É um projeto que cada dia chega mais perto, porque temos a empresa preparada. Preparamos a governança corporativa. Já somos auditados há mais de dez anos. É você ter um resultado bom e o Brasil estar bem. O momento vai chegar e vocês vão saber. Mas nós não sabemos ainda... tem uma equipe técnica estudando isso e a empresa está cada dia mais próxima disso. Mas depende do Brasil, da Bolsa, de um monte de coisas. Esse ano a gente ficou mais próximo.

iG: O Magazine Luiza vai inaugurar uma megaloja em São Paulo, com um centro de negócios aqui. Qual a importância disso?
Quero deixar claro que a nossa sede vai continuar em Franca. Toda parte operacional, CGC vai ser lá. Mas toda parte estratégica está vindo para cá. Fica difícil não estar em São Paulo quando você está nacionalmente posicionada. Seguramos o máximo que deu, mas chegou o momento.
Estamos trazendo o interior para cá. O nosso escritório tem nomes de ruas e praças da nossa cidade. Não estamos perdendo a nossa cultura. Vamos juntar no mesmo prédio varias áreas que estão, por espaço, fragmentadas.

iG: Qual a ambição do magazine Luiza? A senhora falou que não quer ser primeiro ou segundo...
Isso não é nossa meta.

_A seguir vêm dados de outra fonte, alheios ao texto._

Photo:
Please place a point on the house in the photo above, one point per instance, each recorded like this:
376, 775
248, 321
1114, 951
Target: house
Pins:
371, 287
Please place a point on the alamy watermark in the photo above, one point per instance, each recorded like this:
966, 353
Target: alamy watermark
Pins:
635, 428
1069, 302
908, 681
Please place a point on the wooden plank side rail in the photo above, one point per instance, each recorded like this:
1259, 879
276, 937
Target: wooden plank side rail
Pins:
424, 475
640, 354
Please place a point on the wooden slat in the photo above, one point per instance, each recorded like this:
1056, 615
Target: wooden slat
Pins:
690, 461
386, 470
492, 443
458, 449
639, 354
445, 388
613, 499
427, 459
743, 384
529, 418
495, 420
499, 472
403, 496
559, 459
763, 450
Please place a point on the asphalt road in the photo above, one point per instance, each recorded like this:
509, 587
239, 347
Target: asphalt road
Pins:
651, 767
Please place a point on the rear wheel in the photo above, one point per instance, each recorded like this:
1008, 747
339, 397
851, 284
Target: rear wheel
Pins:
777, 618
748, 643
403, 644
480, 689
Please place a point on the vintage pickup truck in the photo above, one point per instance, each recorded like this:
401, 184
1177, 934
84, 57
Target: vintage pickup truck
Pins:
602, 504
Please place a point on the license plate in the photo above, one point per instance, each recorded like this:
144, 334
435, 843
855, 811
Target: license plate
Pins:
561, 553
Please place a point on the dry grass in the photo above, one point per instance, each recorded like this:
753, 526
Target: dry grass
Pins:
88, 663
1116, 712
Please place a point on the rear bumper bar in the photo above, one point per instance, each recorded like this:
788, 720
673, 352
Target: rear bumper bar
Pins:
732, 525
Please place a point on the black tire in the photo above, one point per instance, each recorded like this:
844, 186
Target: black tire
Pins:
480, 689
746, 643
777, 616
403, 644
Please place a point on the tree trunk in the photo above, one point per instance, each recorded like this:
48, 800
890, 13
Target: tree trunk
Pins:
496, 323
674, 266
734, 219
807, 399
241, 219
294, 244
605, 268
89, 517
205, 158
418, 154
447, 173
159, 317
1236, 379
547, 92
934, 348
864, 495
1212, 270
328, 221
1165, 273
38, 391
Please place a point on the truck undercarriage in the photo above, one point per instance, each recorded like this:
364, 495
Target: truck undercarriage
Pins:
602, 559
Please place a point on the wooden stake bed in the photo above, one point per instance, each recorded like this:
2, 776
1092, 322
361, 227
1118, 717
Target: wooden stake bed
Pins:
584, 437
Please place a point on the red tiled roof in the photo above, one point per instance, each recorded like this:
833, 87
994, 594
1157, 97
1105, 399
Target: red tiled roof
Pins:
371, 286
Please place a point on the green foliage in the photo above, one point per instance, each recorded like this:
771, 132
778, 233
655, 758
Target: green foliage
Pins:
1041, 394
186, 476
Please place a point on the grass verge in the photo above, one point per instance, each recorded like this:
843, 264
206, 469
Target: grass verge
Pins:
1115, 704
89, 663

Nossa meta é faturar R$ 15 bilhões. Se alguém vai faturar R$ 20 bilhões, tudo bem. Nossa meta é continuar crescendo. Eu nunca criei filho para ser primeiro ou segundo. Criei para ter responsabilidade, para gostar de fazer o que faz, mas nunca ser o primeiro. Aliás, os primeiros nunca vão muito bem. Nem sempre os primeiros são os mais competentes profissionais. Não quer dizer que não são, mas nem sempre são. São bons cientistas, mas não empreendedores.

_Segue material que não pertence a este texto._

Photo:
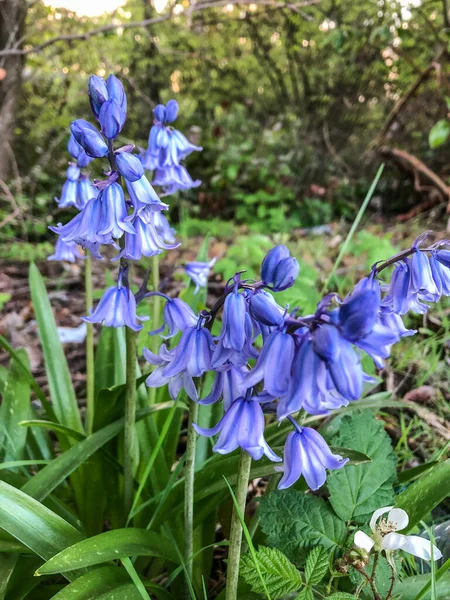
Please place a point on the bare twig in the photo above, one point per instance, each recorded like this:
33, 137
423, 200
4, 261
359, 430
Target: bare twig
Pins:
402, 102
152, 21
16, 209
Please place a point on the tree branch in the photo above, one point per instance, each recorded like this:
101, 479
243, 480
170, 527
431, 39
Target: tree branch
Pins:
82, 37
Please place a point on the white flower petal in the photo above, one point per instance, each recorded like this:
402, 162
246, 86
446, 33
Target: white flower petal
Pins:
362, 540
421, 548
399, 518
394, 541
376, 515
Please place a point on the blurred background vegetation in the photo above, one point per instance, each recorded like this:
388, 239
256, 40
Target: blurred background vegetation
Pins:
295, 104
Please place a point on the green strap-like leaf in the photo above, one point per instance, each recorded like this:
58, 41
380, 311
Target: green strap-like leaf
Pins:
14, 408
419, 499
317, 564
96, 583
33, 524
59, 380
118, 543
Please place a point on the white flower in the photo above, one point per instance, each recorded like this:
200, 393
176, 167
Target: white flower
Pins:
385, 537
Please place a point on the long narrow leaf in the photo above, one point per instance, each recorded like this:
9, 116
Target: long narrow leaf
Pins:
59, 380
110, 545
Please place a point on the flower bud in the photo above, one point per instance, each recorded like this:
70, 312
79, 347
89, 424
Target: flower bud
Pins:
111, 118
171, 111
264, 309
129, 166
73, 173
285, 274
78, 153
98, 93
160, 113
89, 138
271, 260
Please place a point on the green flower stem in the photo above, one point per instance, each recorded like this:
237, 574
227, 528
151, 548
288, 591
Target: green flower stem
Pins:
89, 345
189, 495
156, 313
354, 226
254, 523
130, 416
234, 552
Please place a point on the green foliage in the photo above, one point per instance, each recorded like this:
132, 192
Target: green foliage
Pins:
425, 494
280, 575
439, 133
317, 564
295, 522
350, 495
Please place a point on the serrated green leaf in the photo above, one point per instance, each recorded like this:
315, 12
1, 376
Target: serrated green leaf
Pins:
357, 491
439, 133
15, 407
295, 522
305, 594
317, 564
419, 499
280, 575
59, 380
110, 545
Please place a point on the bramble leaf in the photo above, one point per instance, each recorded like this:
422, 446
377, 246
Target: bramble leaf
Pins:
280, 575
295, 522
316, 565
357, 491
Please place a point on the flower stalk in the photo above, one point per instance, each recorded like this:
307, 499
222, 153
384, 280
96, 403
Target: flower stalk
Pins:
189, 495
130, 416
234, 553
156, 312
90, 408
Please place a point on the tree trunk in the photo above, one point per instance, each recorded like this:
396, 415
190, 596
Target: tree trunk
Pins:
12, 28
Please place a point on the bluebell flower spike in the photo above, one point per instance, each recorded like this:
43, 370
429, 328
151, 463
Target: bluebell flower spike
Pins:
306, 453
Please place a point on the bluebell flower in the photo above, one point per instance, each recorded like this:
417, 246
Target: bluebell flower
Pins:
112, 118
176, 382
177, 317
311, 387
307, 453
242, 426
98, 93
265, 310
233, 323
84, 228
272, 260
443, 256
394, 322
66, 251
162, 226
142, 195
129, 166
114, 215
359, 312
85, 192
78, 153
145, 241
117, 308
421, 280
193, 353
199, 272
274, 364
279, 269
89, 138
69, 195
228, 384
173, 179
223, 356
441, 275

iG: qual é o seu grande desafio hoje?
Consolidar o Nordeste é o nosso grande objetivo. Já tivemos desafios maiores. O nordeste tem uma cultura muito parecida com a nossa e tem nosso jeito de ser. A gente chegou lá e a equipe já estava cantando o hino da empresa. Ficamos muito surpresos. Depois de uma semana da compra, eles já estavam cantando nosso hino. Vamos crescer muito no Nordeste ainda. Temos condições de ter mais 60 lojas nessa região que a gente comprou.